Three-thousand 756 Hoosiers got confirmation on Wednesday that they have coronavirus.

That's the highest total since COVID-19 hit Indiana in March. Until Thursday, that is, when the number skyrocketed to 4,457.

Also Wednesday, the Vigo County Health Department cautioned the community about local "hot spots," where coronavirus cases have emerged. A surge in cases has stretched the department's resources, making it difficult to conduct vital contact tracing to identify and alert residents who may have been exposed to the infectious virus.

Also Wednesday, the Vigo County School Corp. announced that its three high schools would return to remote instruction for one week, while an elementary school would do the same for two weeks, because of "the amount of critical staff on quarantine," a district statement said. Honey Creek Middle School joined that list Thursday. Positive cases within the VCSC in the past two weeks had increased and quarantine totals hit 762 for students and 75 for staff.

All on Wednesday, Nov. 4, and Thursday, Nov. 5 — the days after Tuesday, Nov. 3.

The pandemic didn't magically go away after Election Day. And, it's not going to disappear anytime soon.

Doctor Kris Box, the Indiana health commissioner, challenged lingering political conspiracy-theory fantasies that COVID-19 would vanish after the polls closed on Tuesday. Box was commenting Wednesday afternoon on the reasons Fountain and Warren counties in west-central Indiana have become virus hot spots.

"I can say, one of the underlying issues there is a significant resistance to social distancing, wearing masks. And, [there's] just kind of this concept and the belief system that the COVID pandemic, and the importance of it, was going to get better once the election was over," Box said during Gov Eric Holcomb's weekly coronavirus update, livestreamed statewide.

The passage of Tuesday into Wednesday also didn't stop or even slow the spread of COVID-19 across America and the globe. A total of 102,831 new cases in the U.S. were confirmed Wednesday, Johns Hopkins University reported. Fresh cases rose 21% during the past week, while the number of tests increased only 4.5%. The virus claimed 1,616 American lives Wednesday. Overseas, England reinstituted a national lockdown until Dec. 2, and other European countries imposed similar restrictions.

Here in Indiana, Holcomb stuck by his decision not to reimpose restrictions on businesses and public gatherings — steps he'd taken in March. Holcomb dismissed the idea of adding penalties for failing to wear face masks in public, suggesting they would be unenforceable.

Instead, the governor and his health commissioner urged Hoosiers to voluntarily abide by recommendations from public health professionals. Those four protocols — face masking in public, social distancing outside of the household, maintaining rigorous hygiene and staying home when sick — can slow COVID-19's spread and help keep schools and businesses open, Holcomb said. Coordination on a county to county basis, and tactics such as deploying National Guard troops to support the staff at nursing homes are more effective than adding restrictions, the governor believes.

Still, he acknowledged the detrimental effect pandemic deniers can have on the success of voluntary safety guidelines.

"To just be cavalier and say, 'Eh, I don't make that much of a difference,' well, A, it does, and, B, we don't know enough about this and the fatal impact it can have not only on the elderly, but those half their age," Holcomb said.

Twenty-one Hoosiers under 50 died of COVID-19 in the last two weeks of October, Box reported.

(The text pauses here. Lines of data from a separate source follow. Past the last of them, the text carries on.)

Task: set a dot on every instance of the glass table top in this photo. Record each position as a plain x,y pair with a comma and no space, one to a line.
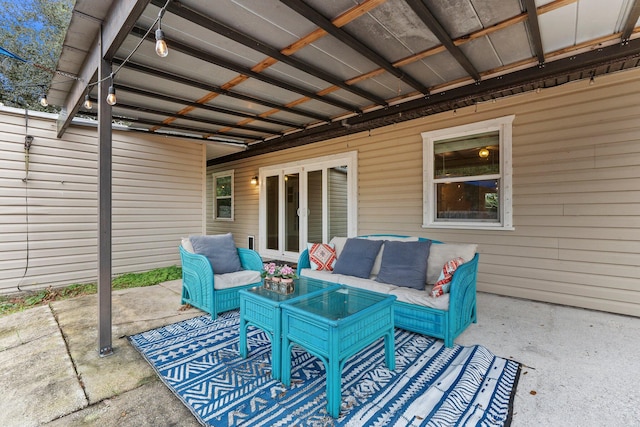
302,286
339,303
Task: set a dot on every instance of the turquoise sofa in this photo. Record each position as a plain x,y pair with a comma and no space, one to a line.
416,310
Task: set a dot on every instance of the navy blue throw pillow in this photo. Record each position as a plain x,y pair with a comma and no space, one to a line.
220,250
357,257
405,264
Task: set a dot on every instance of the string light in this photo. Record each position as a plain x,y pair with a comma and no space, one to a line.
161,46
111,97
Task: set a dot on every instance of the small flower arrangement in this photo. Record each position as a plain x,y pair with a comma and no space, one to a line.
271,270
279,278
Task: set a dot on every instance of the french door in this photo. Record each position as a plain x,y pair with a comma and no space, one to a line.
309,201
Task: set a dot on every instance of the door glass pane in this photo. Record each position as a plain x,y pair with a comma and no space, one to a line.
314,198
337,197
272,212
292,221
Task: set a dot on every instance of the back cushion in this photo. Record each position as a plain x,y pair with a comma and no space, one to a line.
405,264
440,253
220,250
357,257
378,262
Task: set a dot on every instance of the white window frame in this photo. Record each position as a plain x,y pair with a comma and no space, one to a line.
350,159
501,124
215,177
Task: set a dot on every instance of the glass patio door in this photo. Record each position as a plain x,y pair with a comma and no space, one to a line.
305,203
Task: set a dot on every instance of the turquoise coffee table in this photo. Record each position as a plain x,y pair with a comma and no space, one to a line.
334,325
260,307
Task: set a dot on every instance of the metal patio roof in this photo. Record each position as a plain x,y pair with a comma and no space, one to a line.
252,76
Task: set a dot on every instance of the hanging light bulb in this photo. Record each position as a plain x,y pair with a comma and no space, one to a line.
161,46
111,97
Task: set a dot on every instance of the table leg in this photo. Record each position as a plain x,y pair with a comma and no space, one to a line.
243,338
276,349
334,393
389,350
286,362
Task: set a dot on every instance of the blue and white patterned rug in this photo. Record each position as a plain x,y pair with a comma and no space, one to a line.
198,359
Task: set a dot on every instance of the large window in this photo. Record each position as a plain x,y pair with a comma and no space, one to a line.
223,200
307,201
467,172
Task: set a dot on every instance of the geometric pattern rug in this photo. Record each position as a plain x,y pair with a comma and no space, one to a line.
198,359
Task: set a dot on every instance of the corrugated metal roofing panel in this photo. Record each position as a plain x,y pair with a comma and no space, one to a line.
492,37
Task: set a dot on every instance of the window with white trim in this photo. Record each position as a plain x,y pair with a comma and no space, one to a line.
467,176
223,196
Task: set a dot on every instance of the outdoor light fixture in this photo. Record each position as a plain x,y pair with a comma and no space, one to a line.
161,46
111,98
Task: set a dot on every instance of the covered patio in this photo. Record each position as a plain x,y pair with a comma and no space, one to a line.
248,79
576,362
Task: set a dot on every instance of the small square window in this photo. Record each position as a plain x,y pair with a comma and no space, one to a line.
223,199
468,176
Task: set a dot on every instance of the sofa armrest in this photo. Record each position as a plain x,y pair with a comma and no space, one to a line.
463,288
303,261
250,259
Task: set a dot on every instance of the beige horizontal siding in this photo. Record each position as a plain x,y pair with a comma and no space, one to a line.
576,192
48,226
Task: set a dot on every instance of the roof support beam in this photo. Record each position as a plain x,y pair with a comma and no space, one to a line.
193,118
186,102
346,38
534,29
225,63
189,129
121,18
438,30
490,88
183,11
630,23
105,149
217,89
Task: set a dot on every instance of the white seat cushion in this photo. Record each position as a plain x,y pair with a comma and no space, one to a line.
235,279
423,298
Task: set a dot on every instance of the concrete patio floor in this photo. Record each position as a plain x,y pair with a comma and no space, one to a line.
580,366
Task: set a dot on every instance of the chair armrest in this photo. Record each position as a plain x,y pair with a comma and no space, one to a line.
250,259
303,261
196,264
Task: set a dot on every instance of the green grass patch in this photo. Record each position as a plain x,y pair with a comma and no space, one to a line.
19,302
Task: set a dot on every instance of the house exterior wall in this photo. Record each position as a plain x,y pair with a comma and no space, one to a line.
576,192
49,224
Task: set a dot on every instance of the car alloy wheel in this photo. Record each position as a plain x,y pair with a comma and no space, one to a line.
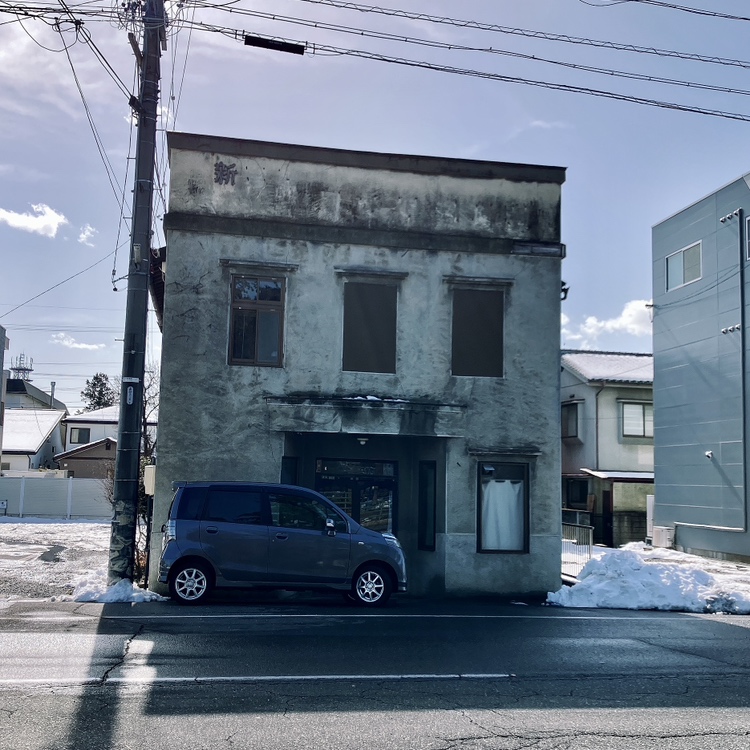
190,584
372,587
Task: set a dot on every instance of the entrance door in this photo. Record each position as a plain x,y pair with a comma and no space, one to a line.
366,490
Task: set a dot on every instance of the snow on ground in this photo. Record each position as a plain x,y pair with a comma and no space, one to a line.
641,577
67,561
59,560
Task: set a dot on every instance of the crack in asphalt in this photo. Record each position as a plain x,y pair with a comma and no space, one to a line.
124,656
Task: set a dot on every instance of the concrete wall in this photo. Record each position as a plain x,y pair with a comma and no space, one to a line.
320,217
701,377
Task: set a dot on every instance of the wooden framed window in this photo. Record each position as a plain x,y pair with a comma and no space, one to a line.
637,420
569,418
256,326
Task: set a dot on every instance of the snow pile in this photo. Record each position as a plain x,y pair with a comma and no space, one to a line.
639,577
93,588
60,560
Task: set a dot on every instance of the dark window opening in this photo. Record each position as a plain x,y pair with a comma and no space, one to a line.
256,325
426,504
369,327
80,435
477,336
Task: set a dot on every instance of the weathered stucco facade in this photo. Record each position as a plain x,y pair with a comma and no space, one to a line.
378,268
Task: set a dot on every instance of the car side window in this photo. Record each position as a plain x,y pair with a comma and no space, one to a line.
296,512
234,506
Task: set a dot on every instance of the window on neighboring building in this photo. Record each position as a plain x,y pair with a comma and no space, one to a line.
477,332
569,418
369,327
257,321
684,266
503,524
638,420
80,435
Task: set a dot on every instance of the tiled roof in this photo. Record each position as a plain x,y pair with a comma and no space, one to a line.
610,367
107,415
25,430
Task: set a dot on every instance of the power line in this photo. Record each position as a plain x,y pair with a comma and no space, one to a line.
449,46
687,9
59,283
569,88
468,24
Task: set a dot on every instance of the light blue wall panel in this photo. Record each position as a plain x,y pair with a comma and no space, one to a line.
699,383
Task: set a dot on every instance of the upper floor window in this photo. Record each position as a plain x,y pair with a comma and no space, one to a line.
569,414
257,321
684,266
477,332
369,327
80,435
637,420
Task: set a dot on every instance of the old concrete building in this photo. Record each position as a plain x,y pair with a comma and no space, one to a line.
382,328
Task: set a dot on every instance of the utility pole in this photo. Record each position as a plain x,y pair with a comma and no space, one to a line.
127,460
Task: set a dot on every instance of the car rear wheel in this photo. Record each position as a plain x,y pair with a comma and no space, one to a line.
191,583
372,586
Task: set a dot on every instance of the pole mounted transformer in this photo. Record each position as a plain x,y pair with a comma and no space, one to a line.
129,429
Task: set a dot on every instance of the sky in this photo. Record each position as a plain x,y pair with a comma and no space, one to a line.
633,577
64,114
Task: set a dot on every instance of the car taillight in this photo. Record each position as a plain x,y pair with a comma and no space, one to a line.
170,531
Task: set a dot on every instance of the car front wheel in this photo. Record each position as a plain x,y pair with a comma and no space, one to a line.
191,583
372,587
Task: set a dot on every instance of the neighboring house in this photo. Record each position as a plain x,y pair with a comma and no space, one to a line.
382,328
31,438
701,376
93,426
607,442
95,460
4,374
21,394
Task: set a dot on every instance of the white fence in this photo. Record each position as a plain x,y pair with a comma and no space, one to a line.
49,497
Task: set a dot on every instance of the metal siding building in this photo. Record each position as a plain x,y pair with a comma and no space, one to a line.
700,373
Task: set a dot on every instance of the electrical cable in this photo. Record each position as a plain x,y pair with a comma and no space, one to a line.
59,283
467,24
238,35
435,44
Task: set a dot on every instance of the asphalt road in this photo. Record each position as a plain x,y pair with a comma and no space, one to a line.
311,672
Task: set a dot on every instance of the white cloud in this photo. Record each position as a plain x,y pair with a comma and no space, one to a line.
87,234
70,343
548,125
634,320
44,220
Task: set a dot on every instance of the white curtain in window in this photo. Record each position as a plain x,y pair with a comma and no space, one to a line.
502,515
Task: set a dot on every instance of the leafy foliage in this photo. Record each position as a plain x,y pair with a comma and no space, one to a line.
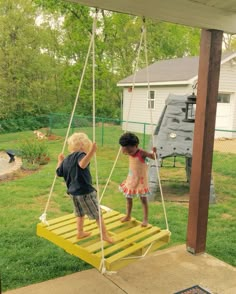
44,44
34,153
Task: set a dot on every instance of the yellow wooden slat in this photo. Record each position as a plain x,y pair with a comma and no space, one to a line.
136,247
130,239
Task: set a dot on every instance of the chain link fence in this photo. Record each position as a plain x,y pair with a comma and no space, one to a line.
108,130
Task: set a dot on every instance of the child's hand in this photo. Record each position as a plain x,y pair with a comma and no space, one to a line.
60,157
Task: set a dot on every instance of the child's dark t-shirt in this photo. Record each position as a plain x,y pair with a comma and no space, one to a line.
78,180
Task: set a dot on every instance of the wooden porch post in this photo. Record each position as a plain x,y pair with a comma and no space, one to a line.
203,143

A record 1,948 Hoosiers were hospitalized with coronavirus on Thursday, according to the Indiana State Department of Health. People who refuse to mask up, and those they encounter, often are among the hospitalizations. The doctors, nurses, technicians, orderlies, nursing assistants and EMTs who care for them are "frankly exhausted," Box said, even as the hardest months are just now unfolding. Health-care workers have already run a nine-month marathon at a sprinter's pace.

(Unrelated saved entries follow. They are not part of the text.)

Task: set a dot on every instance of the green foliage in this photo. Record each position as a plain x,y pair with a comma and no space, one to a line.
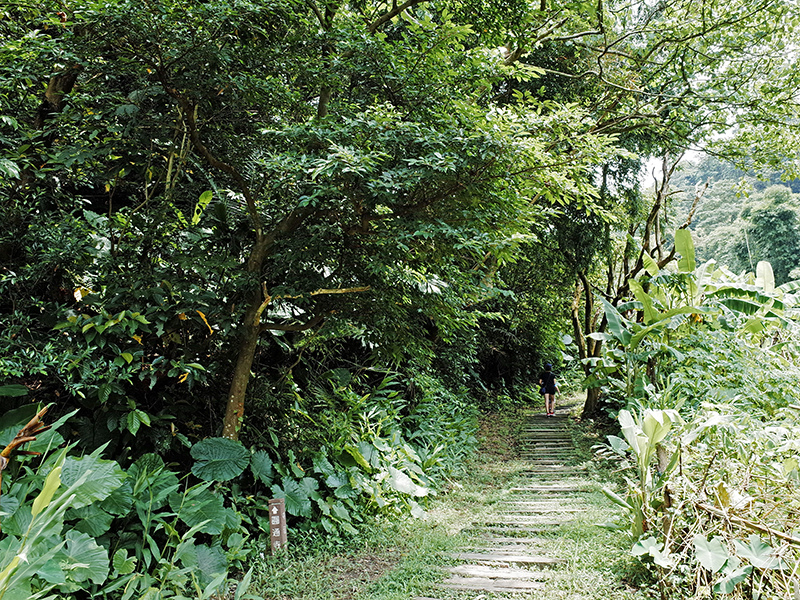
219,459
733,389
69,522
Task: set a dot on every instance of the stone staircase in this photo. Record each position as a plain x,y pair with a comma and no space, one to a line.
510,547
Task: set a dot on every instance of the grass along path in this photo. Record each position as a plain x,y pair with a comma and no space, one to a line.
520,525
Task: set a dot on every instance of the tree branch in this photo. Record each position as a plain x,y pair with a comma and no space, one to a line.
391,14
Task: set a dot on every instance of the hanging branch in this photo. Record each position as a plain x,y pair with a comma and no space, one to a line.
33,428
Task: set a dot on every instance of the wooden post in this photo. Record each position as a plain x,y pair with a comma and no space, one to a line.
277,524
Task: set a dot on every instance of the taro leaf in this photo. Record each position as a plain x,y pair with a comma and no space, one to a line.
94,521
619,445
643,547
685,247
710,553
83,559
297,501
122,564
417,511
402,483
650,314
152,483
340,511
207,562
310,486
103,477
649,546
757,552
261,467
8,506
345,491
211,562
358,457
120,501
219,459
616,323
13,390
727,584
337,480
370,453
199,505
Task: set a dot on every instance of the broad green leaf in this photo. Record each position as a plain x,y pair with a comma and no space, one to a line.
617,499
261,467
219,459
120,501
616,323
650,265
685,247
82,559
297,501
122,563
760,554
13,390
650,313
728,584
94,521
103,477
765,277
199,507
656,424
211,562
51,484
358,457
630,430
710,553
402,483
644,546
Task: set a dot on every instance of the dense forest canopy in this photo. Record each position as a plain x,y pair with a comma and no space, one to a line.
332,230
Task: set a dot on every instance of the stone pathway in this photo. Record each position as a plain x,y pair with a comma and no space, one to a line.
510,546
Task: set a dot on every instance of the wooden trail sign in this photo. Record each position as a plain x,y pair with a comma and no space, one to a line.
277,525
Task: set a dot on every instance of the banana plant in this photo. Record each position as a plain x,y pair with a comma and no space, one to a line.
643,434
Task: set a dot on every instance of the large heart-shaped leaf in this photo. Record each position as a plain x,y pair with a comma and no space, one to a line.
261,466
82,559
102,477
197,506
710,553
297,501
219,459
760,554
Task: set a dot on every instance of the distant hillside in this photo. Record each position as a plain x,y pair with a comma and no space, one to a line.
742,218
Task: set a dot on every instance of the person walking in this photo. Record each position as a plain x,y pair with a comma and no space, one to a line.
547,381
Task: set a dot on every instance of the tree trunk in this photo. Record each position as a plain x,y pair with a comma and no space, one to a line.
234,409
591,407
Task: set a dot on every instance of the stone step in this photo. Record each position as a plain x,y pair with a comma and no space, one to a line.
496,572
502,557
551,489
489,585
545,510
511,528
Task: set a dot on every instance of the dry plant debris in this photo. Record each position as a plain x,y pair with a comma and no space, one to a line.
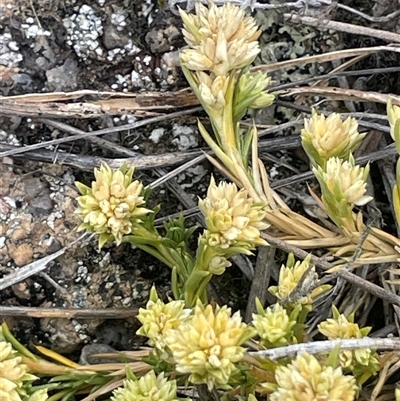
92,86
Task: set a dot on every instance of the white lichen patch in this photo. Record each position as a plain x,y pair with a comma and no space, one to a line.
185,137
84,30
33,30
156,135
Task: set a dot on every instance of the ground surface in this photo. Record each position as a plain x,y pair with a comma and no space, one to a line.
128,47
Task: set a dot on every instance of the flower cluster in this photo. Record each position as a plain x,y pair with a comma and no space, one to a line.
148,388
13,373
274,326
343,185
360,361
305,379
221,39
323,138
158,318
232,217
208,345
293,274
112,205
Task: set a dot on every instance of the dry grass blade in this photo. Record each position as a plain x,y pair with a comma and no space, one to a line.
343,27
322,58
342,94
317,347
34,267
67,313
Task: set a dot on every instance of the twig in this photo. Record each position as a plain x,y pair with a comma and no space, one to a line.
327,24
317,347
67,313
259,284
342,94
88,163
98,132
322,58
370,71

Many "are quarantined or in a family quarantine," Box explained. "They're juggling home issues, just like the rest of us, like hybrid schooling. And some have even lost coworkers and family members to this disease. This all takes an incredible toll. They need our support now more than ever." Box asked retirees or nonpracticing health care workers to join a reserve force.

So, that's how the picture looked on Nov. 4 and 5. The governor urged every Hoosier to comply with voluntary safety measures, though that seems as productive right now as making I-70 speed limits optional. Some local schools reverted to online at-home learning. Cases are spiking. Hospitalizations are spiking. Workers in nursing homes and hospitals are tired, and many are battling infections themselves. National Guard troops are pitching in. A vaccine's timing and availability are uncertain.

COVID-19 didn't evaporate after Election Day. It's real. It's harming bodies, lives and livelihoods, now more than ever.